Ya en el bosque, una ligera congoja comenzó a obrar en mí, pero sin tomar consistencia. Nos internamos en él más que de costumbre, al amparo de una discreta penumbra. No se veía ni un alma, ni un camino trillado; el murmullo del bosque era más penetrante que otras veces, más misterioso.
De pronto, del fondo de la espesura se dejó oír el caramillo de un pastor que tocaba desesperado. El cordero se inquietó en seguida y yo me estremecí, acordándome de la fábula del pastor y del lobo.
Buscando el lindero del bosque echamos a comer. Aquella vez el cordero me cruzó delante y se ocultó a mi vista.
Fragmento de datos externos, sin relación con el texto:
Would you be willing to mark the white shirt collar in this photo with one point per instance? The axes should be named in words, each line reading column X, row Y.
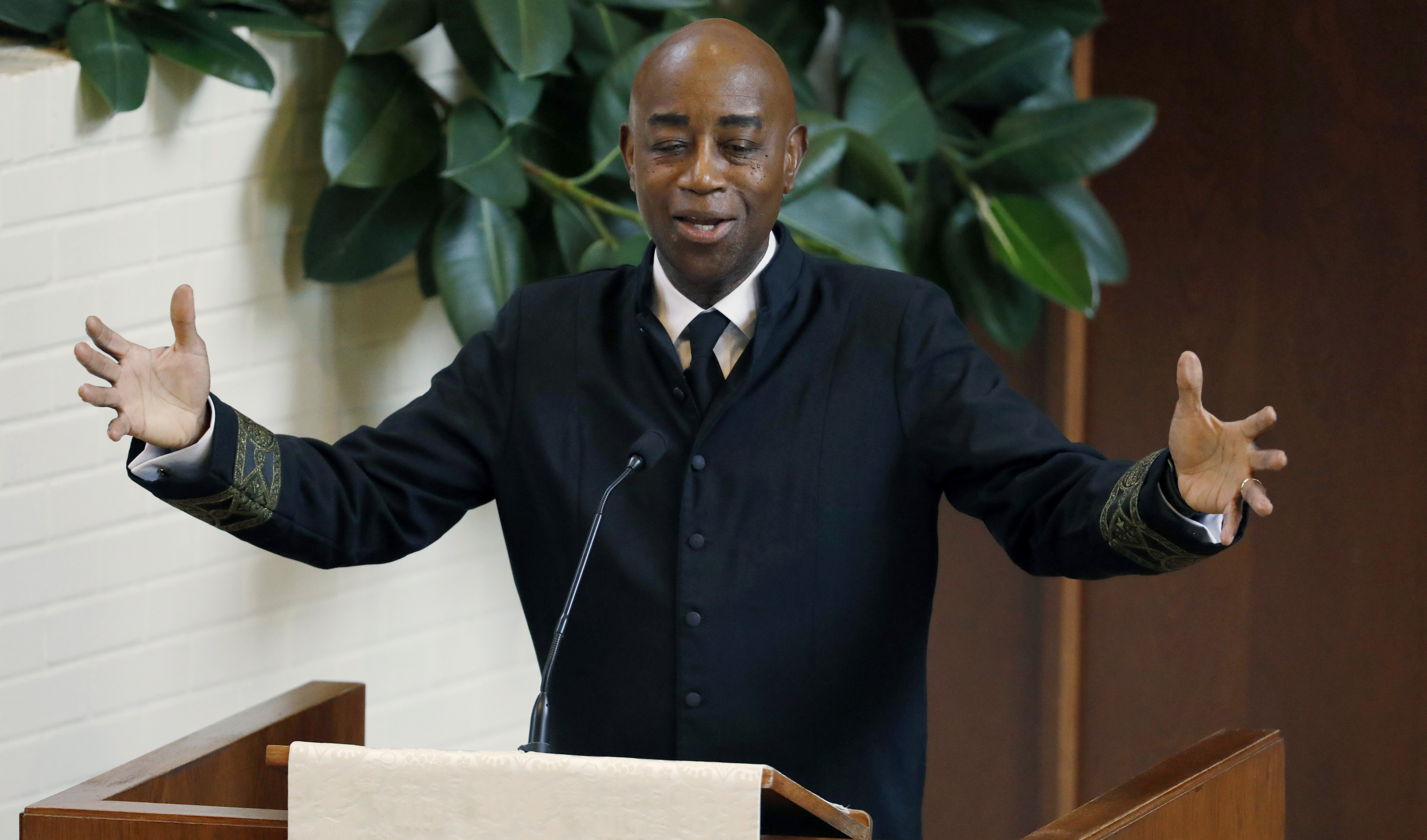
column 740, row 306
Ya cerca de la entrada me quedé parado en seco, lleno de temor.
Mi tía, acompañada del sacristán, un aldeano místico de ojos verdes como jamás olvidaré, estaba en pie, a pocos pasos de mí, los brazos en jarras. El sacristán tenía cogido al cordero por el cuello.
—¿Cómo ha sido esto, perdido? —gritó mi tía.
Yo estaba mudo por la sorpresa y el espanto.
—¿Qué? ¿No constestas? ¡Ahora verás, vamos! —Y cogiéndome por la muñeca me arrastró tras de sí.
Delante marchaba el sacristán con el cordero sobre los hombros. Atravesamos el puente, y dejando a un lado el portón de la huerta de la casa, que se distinguía a lo lejos todo bañado de sol, llegamos a una casa de mal aspecto. Era la carnicería del pueblo.
—Tía, ¿qué vas a hacer? —dije tuteándola— ¿Qué vas a hacer?
—¡Ahora lo veras, perdido!
—¿Lo van a matar, tía Pepiña? —le pregunté pleno de angustia, abriendo muchos los ojos.
—No, a matar no; tú mismo verás lo que van a hacer. Lo van a trasquilar.
Yo suspiré profundamente, como si me viniese la vida. Lo bueno se nos hace fácil creerlo. Tuve deseos de besar a mi tía.
En aquel instante el carnicero, que había estado hablando con el sacristán, cogió al cordero por las patas traseras y, balanceándolo un momento sobre sus hombros, le destrozó la cabeza contra un pilar.
—Para que no sufra mucho —dijo, mientras yo desfallecía.
En tanto le hundía el cuchillo en el cuello, los ojos, casi humanos, fijaban en mí su miraba turbia, muy triste, infinitamente triste.
Todavía oí como una voz lejana que decía:
—Ya sabe, Fermín; tú te encargas de que se lo preparen como le gusta al señor cura.